Just as the light was beginning to fade in the early evening on December 12, a passerby spotted a metal crate sticking out of a snow mound. With no houses nearby, the cage stuck out like a sore thumb and the Good Samaritan knew something was very wrong.
As the person approached, she saw six cats shivering inside the crate, but even more troubling were the four tiny kittens outside the cage in the snow.
When Melissa Labryer, an animal control officer, arrived at the scene, she immediately spotted the babies, who appeared to be 5 or 6 weeks old, lying lifeless in the white powder. Labryer quickly moved all the freezing cats into dry carriers and headed to the nearest animal shelter.

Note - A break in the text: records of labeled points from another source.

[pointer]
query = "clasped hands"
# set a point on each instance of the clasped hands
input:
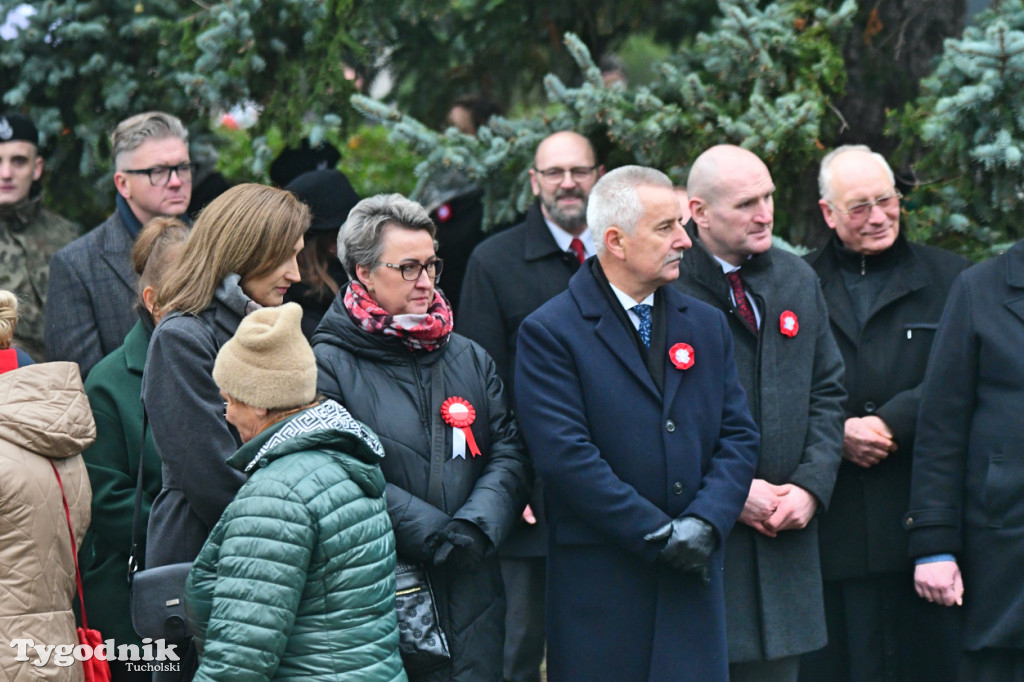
(461, 545)
(770, 508)
(689, 543)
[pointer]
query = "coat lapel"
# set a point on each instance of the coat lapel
(905, 280)
(1015, 279)
(677, 330)
(596, 307)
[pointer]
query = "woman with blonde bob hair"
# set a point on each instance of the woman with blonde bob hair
(241, 256)
(10, 357)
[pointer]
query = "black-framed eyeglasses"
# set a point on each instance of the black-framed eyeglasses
(161, 175)
(887, 203)
(579, 173)
(412, 271)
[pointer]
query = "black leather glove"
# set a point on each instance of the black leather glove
(464, 546)
(688, 546)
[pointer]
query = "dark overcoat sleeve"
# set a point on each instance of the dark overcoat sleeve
(502, 491)
(72, 333)
(823, 442)
(940, 453)
(553, 413)
(727, 481)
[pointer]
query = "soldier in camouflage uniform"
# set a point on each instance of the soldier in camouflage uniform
(29, 232)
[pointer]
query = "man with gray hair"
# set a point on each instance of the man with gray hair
(509, 275)
(885, 296)
(92, 286)
(629, 399)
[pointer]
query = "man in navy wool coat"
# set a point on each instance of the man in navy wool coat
(629, 398)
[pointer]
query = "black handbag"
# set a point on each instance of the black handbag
(422, 642)
(158, 595)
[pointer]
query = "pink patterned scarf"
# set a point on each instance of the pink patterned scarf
(419, 332)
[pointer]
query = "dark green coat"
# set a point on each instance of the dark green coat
(296, 581)
(114, 387)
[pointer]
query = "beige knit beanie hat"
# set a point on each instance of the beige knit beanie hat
(268, 363)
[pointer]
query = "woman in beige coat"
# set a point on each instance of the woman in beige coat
(44, 418)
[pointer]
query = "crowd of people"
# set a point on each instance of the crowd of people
(650, 445)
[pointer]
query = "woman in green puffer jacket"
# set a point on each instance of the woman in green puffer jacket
(296, 581)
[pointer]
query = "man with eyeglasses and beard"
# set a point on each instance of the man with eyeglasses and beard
(885, 297)
(509, 275)
(92, 284)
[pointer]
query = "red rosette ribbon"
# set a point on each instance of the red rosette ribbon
(787, 324)
(681, 355)
(459, 414)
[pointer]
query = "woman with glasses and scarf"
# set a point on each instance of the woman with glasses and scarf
(386, 351)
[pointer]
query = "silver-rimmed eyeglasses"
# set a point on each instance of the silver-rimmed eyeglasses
(412, 271)
(579, 173)
(887, 203)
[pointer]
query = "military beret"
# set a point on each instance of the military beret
(17, 128)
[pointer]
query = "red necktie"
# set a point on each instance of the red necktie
(577, 247)
(742, 305)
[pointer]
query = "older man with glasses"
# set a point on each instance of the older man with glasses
(92, 284)
(885, 296)
(509, 275)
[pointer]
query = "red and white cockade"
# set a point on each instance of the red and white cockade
(787, 324)
(459, 414)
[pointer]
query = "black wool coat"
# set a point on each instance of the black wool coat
(885, 360)
(794, 386)
(388, 387)
(509, 275)
(186, 418)
(969, 463)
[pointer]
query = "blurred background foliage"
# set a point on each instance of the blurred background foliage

“‘I need help! I have frozen cats and I need some volunteers to help me back at the shelter,’” Labryer told a shelter volunteer, according to Barbe Shackelford, director of Friends of Campbell County Animal Control (FOCCAC).
“[Labryer] mentioned there were 12 cats in need of revival,” Shackelford told The Dodo. “So the volunteer who got the call quickly put out a request for assistance from any other volunteers who happened to be currently logged in to the Facebook Messenger chat group.”
Volunteers quickly versed themselves in how to treat hypothermia, and gathered all the towels they could. “Within minutes of our arrival, we had a triage area established for the cats,” Shackelford said. “We started drying them immediately, but were really concerned about the four babies, who were under 1 pound each, and were so cold and wet. They were not moving.”
The volunteers untucked their shirts and put the kittens next to their skin with hot water bottles in hopes of regulating their temperatures, and soon there were signs of life under the clothing. Thanks to the quick action of the animal control officer and the volunteers, the abandoned cats were soon dry and grooming themselves as if nothing had happened.
“All the cats were purring and enjoying attention by the time we had cleaned up and were ready to leave,” Shackelford said.
One member of the group, which has been dubbed “the frozen 12,” has already been adopted, and three others, Frenchie, Ring and Swan, are ready for their forever homes.
For the four kittens found in the snow, the road ahead is not yet clear. “They are eating well, but the tiniest one, the little black one with such expressive eyes, had a setback, and is very fragile,” Shackelford said. “[He] will need TLC for some time before we feel confident he will survive his ordeal.”